- Born: May 28, 1941 (age 85) Divriği, Sivas, Turkey
- Citizenship: Turkish American Turkey, U.S.
- Education: University of Michigan - Ann Arbor, Michigan
- Known for: Contributions to the theory of stochastic processes and their applications to queueing theory.
- Awards: Institute for Operations Research and the Management Sciences Saul Gass Expository Writing Award for his book Introduction to Stochastic Processes, published in 1975 by Prentice-Hall. (2003)
- Scientific career
- Workplaces: Princeton University; Northwestern University.;
- Thesis: Analysis of Systems of Queues in Parallel (1965)
- Doctoral advisor: Ralph L. Disney

= Erhan Çınlar =

Turkish-American mathematician and academic

Erhan Çınlar (born May 28, 1941, Divriği, Sivas-Turkey) is a probabilist and Professor Emeritus at Princeton University. He was the Norman J. Sollenberger Professor of the department of Operations Research and Financial Engineering (ORFE) at Princeton University.

== Academic life ==
He received a B.S. in Mathematics and a M.S. and Ph.D. in Industrial Engineering and Operations Research, all from the University of Michigan in 1963, 1964 and 1965, respectively. His dissertation, Analysis of Systems of Queues in Parallel, was supervised by Ralph L. Disney.

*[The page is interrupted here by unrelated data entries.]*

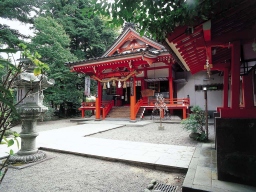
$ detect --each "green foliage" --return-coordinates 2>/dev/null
[181,106,206,141]
[29,17,82,107]
[38,0,117,60]
[93,0,219,40]
[42,105,55,121]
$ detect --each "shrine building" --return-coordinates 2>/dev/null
[67,23,223,121]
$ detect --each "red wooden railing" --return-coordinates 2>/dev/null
[143,98,190,106]
[78,100,114,119]
[134,99,143,117]
[101,100,114,119]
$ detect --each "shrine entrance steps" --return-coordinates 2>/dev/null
[107,106,130,119]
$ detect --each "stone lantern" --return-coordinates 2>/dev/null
[9,66,54,163]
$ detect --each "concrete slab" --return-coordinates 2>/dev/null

In 1965, he joined the department of Industrial Engineering and Management Sciences as an assistant professor at Northwestern University. During 1971–1972, he was a visiting professor in the department of Management Science and Engineering at Stanford University, and became full professor of Operations Research in 1972 at Northwestern. He then joined the department of Civil Engineering and Operations Research as a professor at Princeton University in 1985.

== Research areas ==
Çınlar is the co-founder (along with Kai-lai Chung and Ronald Getoor) of the seminar on stochastic processes, an annual conference on probability topics such as Markov processes, Brownian motion, superprocesses, stochastic analysis, and mathematical finance.

== Awards ==
- INFORMS Expository Writing Award
- 2003 class of Fellows of the Institute for Operations Research and the Management Sciences.